Can we talk about free will, or at least the role the concept plays in conservative evangelical Christianity? As a child, teen, and young adult in the evangelical community and church, I was taught that God wants us to freely choose to worship and love him, and that he gives us free will so that we can do that. Of course, Calvinists hold that God chooses who will believe in him and who will not, and a related train of thought holds that those with sinful natures are incompatible with freely choosing God, and that God has to choose them. But I was not raised a Calvinist. I was raised an Arminian.
I was taught that every individual has the opportunity to accept Christ as their savior, and that every individual makes a choice. I was taught that this was true even for those who never had a chance to hear the gospel (it seemed like “deepest darkest Africa” was always the go-to example). How could this be true? Well, my parents once read me a story about a man who had a dream that he was to build a church, even though he didn’t know what a church was. He just got the image of a building. He built it, and soon after a missionary came, and assumed they had already been evangelized, because they had a church. When he learned that they hadn’t, he was amazed.
In other words, I was taught that God revealed himself in some way to every person, so that every person had a choice and the free will to make that choice. Bear in mind that I was also taught that salvation comes only through the name of Jesus, not simply through striving to do good. In retrospect, the idea that every individual on this planet was somehow psychically given the gospel message, regardless of whether they ever heard it from another person, clearly stretches all credulity. But that belief was born out of a need, because the alternative was believing that people in “deepest darkest Africa” (always the go-to example) go to hell without ever having the chance to hear the gospel.

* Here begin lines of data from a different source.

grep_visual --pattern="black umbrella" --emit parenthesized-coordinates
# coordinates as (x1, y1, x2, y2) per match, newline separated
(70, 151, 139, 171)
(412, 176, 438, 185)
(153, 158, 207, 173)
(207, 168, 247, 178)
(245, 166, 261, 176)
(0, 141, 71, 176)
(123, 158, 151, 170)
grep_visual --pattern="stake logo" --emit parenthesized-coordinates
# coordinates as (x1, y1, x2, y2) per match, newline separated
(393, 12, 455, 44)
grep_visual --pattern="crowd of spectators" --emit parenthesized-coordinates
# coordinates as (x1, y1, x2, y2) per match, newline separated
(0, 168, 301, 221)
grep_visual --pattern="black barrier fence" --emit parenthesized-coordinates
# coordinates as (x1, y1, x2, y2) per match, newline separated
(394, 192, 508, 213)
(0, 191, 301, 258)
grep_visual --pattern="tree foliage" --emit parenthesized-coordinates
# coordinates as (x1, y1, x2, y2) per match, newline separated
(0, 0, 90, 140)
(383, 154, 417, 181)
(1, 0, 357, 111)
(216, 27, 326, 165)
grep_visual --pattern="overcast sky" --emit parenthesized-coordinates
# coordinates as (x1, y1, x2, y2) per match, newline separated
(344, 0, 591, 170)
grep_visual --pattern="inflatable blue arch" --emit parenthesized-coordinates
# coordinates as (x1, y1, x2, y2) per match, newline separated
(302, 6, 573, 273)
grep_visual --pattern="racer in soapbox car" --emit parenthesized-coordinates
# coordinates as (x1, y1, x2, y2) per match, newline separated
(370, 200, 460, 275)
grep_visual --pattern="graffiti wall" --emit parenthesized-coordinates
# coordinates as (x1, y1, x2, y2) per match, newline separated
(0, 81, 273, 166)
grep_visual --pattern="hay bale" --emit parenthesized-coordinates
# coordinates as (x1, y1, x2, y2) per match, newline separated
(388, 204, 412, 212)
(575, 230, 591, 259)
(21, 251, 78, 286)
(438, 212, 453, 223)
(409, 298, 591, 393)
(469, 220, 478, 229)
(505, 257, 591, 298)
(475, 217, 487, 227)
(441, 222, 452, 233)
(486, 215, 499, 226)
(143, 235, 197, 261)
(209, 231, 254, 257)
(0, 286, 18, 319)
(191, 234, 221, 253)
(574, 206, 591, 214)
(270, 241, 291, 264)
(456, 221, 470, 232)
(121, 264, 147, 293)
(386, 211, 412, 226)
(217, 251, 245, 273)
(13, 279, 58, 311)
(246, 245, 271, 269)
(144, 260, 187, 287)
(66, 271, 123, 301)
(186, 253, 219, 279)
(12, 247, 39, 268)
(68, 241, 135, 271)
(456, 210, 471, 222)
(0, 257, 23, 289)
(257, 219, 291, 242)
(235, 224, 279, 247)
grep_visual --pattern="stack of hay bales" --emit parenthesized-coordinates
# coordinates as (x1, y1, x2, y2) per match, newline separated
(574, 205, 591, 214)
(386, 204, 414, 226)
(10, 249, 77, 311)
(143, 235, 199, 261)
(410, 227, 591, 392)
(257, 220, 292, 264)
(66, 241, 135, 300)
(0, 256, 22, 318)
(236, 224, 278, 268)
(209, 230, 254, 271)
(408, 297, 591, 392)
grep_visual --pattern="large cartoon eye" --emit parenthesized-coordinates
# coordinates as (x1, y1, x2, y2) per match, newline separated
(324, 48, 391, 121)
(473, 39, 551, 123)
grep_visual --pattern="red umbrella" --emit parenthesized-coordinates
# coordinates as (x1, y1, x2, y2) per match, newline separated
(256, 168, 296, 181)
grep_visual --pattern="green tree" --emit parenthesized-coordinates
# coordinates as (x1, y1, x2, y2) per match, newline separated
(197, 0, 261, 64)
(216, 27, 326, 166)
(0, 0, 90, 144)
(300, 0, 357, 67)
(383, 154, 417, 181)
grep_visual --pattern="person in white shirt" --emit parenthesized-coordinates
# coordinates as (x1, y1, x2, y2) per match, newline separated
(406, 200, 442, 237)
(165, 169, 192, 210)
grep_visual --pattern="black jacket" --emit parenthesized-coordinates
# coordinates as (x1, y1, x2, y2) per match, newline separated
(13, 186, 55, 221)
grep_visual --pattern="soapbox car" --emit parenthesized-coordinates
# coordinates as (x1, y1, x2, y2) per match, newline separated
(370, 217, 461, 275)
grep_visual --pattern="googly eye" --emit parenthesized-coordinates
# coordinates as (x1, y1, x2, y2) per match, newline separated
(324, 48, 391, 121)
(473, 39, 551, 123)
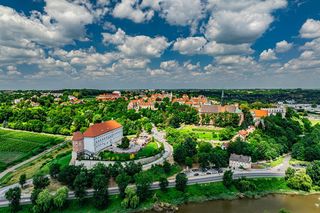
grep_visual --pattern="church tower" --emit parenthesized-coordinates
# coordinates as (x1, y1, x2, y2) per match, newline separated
(221, 90, 224, 106)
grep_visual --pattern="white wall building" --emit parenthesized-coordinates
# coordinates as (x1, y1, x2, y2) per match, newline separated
(72, 120, 123, 157)
(229, 153, 251, 170)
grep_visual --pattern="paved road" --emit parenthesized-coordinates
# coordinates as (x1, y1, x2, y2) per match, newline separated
(0, 141, 69, 180)
(0, 170, 285, 207)
(142, 126, 173, 170)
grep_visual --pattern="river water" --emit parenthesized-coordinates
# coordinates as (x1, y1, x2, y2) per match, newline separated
(167, 194, 320, 213)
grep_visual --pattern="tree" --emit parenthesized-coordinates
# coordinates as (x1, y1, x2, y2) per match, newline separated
(287, 171, 313, 191)
(185, 157, 193, 168)
(121, 187, 140, 209)
(33, 189, 53, 213)
(58, 165, 82, 188)
(73, 171, 88, 202)
(19, 174, 26, 188)
(49, 163, 61, 179)
(175, 173, 188, 192)
(285, 168, 296, 181)
(159, 176, 169, 192)
(134, 172, 153, 201)
(235, 178, 256, 192)
(223, 170, 233, 189)
(93, 174, 109, 209)
(5, 187, 21, 213)
(53, 186, 68, 209)
(116, 173, 131, 198)
(163, 160, 171, 174)
(198, 152, 210, 169)
(33, 175, 50, 190)
(306, 161, 320, 186)
(118, 136, 130, 149)
(31, 189, 42, 205)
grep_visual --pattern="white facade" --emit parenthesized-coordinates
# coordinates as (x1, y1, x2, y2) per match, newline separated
(84, 127, 123, 154)
(229, 160, 251, 169)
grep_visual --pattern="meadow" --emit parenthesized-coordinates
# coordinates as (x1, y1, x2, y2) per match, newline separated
(178, 125, 225, 141)
(0, 128, 65, 172)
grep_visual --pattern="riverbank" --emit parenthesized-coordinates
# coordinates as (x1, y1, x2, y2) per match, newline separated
(2, 177, 320, 213)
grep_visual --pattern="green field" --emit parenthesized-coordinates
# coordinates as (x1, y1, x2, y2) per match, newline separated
(0, 129, 65, 172)
(179, 126, 225, 141)
(100, 141, 164, 161)
(309, 119, 320, 126)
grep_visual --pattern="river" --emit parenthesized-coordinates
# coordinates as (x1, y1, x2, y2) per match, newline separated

Having a choice, and the free will to make that choice, was important.
One of the things that drew me away from evangelicalism toward Catholicism during my college years was the Catholic teaching that people could be saved without ever explicitly hearing or accepting the gospel. All that was required was an openness to the basic message. Even those who had access to the gospel but never accepted it could be saved if their failure to accept it was tied to a failure to understand it. As a fairly liberal Catholic, I concluded that the gospel was such that those who truly understood it would universally accept it, with the exception perhaps of those who were truly evil, and I arrived at a position fairly close to universalism.
My spiritual journey didn’t end with Catholicism, though, and I no longer consider myself religious. I attend a Unitarian Universalist congregation, but I do not subscribe to a belief in higher powers. Still, as I’ve thought more about free will over the years, two additional points have come to bother me. (Note that these points are specific to Armenian positions—I have a whole separate set of issues with Calvinists.)

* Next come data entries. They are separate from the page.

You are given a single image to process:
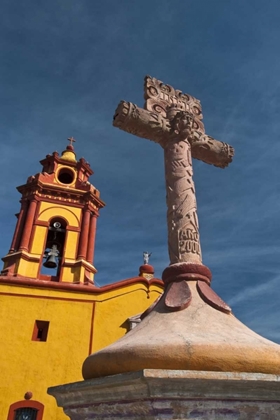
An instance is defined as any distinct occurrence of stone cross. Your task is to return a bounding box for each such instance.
[113,76,234,265]
[67,137,76,146]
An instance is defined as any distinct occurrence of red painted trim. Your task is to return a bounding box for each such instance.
[74,228,80,260]
[10,208,22,252]
[162,263,212,285]
[7,400,44,420]
[39,274,58,281]
[34,195,86,209]
[94,277,163,291]
[86,214,97,264]
[33,220,49,227]
[17,180,105,210]
[88,302,95,355]
[2,251,40,264]
[19,199,38,251]
[34,190,102,212]
[35,219,79,230]
[76,157,94,176]
[77,209,91,259]
[139,264,154,275]
[0,275,163,294]
[33,206,46,274]
[34,195,41,223]
[11,201,28,252]
[65,225,80,232]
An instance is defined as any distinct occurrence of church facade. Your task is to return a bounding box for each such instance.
[0,141,163,420]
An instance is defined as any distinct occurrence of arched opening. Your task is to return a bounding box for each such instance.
[57,167,75,184]
[40,217,67,280]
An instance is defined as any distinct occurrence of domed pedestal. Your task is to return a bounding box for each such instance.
[83,263,280,379]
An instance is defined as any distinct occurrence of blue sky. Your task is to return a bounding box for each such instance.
[1,0,280,342]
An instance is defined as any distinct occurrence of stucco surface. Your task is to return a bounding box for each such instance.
[0,279,162,420]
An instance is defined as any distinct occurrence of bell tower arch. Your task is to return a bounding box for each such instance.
[1,139,105,284]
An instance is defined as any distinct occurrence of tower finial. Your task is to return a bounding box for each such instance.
[143,251,152,265]
[61,138,77,162]
[67,137,76,147]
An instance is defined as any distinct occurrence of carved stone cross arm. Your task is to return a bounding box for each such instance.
[113,77,234,265]
[113,100,234,169]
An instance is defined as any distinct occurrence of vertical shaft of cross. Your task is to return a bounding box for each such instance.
[165,137,201,264]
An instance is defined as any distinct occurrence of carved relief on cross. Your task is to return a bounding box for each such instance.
[113,76,234,265]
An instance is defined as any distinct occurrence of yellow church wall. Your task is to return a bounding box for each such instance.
[38,202,81,227]
[61,266,85,283]
[60,265,85,283]
[17,257,40,278]
[92,286,162,352]
[0,285,94,420]
[30,225,47,254]
[0,280,163,420]
[64,231,79,259]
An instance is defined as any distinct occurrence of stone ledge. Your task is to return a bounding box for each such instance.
[48,369,280,419]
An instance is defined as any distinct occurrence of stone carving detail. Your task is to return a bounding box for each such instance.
[144,75,204,126]
[165,143,200,262]
[113,76,234,265]
[113,101,233,168]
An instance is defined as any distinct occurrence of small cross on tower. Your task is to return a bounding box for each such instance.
[67,137,76,147]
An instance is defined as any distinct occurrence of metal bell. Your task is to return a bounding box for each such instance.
[43,254,57,268]
[43,244,59,269]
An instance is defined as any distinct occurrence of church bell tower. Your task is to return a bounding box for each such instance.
[2,138,105,284]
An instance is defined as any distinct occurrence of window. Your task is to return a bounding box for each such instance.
[7,401,44,420]
[14,407,38,420]
[32,321,49,342]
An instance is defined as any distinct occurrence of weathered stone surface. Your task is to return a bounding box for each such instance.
[82,281,280,379]
[48,369,280,420]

First, if someone puts a gun to your head and tells you to do something, you’re not exactly making a free choice. And in a sense, that is what hell is. “You have to believe this or say this or do this or you’re going to hell, where you will be tortured for eternity” isn’t exactly conducive to making a free and unconstrained choice. It sounds more like what happens in a torture chamber, actually—give me the information I need or I will make you feel pain you can only imagine. Of course, I was taught that God didn’t want anyone to suffer in hell, that this was why he had created his plan of salvation, but the import was the same—serve God, or suffer.

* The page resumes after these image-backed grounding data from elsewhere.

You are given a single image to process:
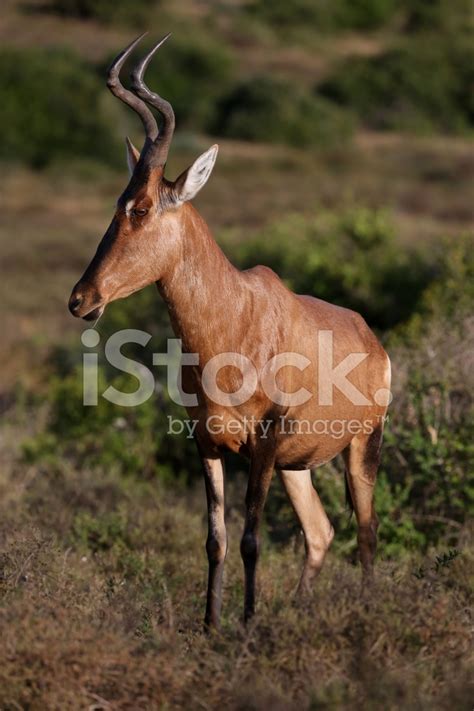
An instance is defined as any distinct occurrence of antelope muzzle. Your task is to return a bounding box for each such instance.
[68,283,105,321]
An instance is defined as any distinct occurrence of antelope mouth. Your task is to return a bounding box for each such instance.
[82,305,105,322]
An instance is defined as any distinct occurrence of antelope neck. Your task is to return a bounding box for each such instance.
[156,203,245,357]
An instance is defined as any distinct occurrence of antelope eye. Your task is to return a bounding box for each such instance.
[133,207,148,217]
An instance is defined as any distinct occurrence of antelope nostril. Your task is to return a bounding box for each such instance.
[69,294,83,315]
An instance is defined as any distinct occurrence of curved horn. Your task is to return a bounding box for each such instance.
[130,33,176,166]
[106,33,159,142]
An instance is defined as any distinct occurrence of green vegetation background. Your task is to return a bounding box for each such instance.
[0,0,473,708]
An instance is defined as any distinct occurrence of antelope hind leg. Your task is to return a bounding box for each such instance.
[343,425,383,580]
[279,468,334,595]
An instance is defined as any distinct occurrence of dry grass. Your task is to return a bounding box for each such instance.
[0,428,472,710]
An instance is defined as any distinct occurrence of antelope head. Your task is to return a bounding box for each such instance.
[69,33,218,321]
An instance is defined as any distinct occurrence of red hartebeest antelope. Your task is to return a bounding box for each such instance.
[69,34,391,628]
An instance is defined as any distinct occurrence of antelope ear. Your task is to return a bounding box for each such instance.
[125,136,141,175]
[173,144,219,205]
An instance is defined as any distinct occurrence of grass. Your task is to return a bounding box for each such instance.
[0,444,472,709]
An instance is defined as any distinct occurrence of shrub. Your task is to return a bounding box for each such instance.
[402,0,473,33]
[381,319,474,549]
[320,36,474,133]
[46,0,153,26]
[73,510,130,553]
[381,234,474,547]
[22,362,200,484]
[226,208,434,330]
[401,234,474,331]
[332,0,398,29]
[246,0,398,32]
[245,0,331,30]
[213,76,353,147]
[0,48,120,168]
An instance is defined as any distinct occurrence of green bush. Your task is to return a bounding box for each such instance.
[402,0,473,33]
[0,48,120,168]
[245,0,331,30]
[380,307,474,551]
[226,208,434,330]
[334,0,398,29]
[73,510,130,553]
[401,234,474,332]
[320,36,474,133]
[47,0,152,26]
[246,0,398,32]
[23,362,201,484]
[381,386,473,551]
[213,76,353,147]
[362,236,474,551]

Growing up, a huge deal was made out of the the belief that God wants us to choose to love and serve him. If God had wanted robots he would have made robots, my pastor told us. But he didn’t. He made people and gave them free will because he wanted them to serve and loo him voluntarily. But if God actually wanted people to choose to worship him, via free will and without being forced, he would set up a system whereby those who want to worship him and live with him after death can do so, and those who don’t have some other neutral place to go after death—or simply cease to exist.
Of course, I was also taught that God didn’t set the system up—that it stemmed from laws of his nature that he could not change. Still, that doesn’t change the fact that the threat of torture has a profound impact on our free will, our ability to make choices without coercion.
Second, our ability to exercise our free will is limited by God’s unwillingness to fully show himself. While God did perform miracles in the Old Testament, and his son Jesus performed them in the New Testament, proclaimed miracles today tend to be limited to things that area easily explainable through natural means. In other words, there is scant concrete evidence of the supernatural. The choice we make tends to be whether or not to believe in something that is not proven, not whether we want to love and serve a God we know for a fact exists.
But it goes further than this. In the car yesterday I was searching for a station when I came upon a pastor in California preaching through the Old Testament. That pastor said that those surrounding tribes who worshiped other Gods were actually worshiping demons. This brought up memories, because I was taught the same thing. I believed that the Koran was dictated to Mohammed by a demon, and that false Gods are actual demons seeking to mislead people. This is why, for instance, Pharaoh’s priests were able to replicate some of Moses’ miracles—they did have access to actual supernatural power, through demons.
The point I’m trying to make is this—within this framework, God doesn’t simply hide most evidence of his existence, he does so while demons are going around showing their power and intentionally misleading people. And that’s kind of messed up.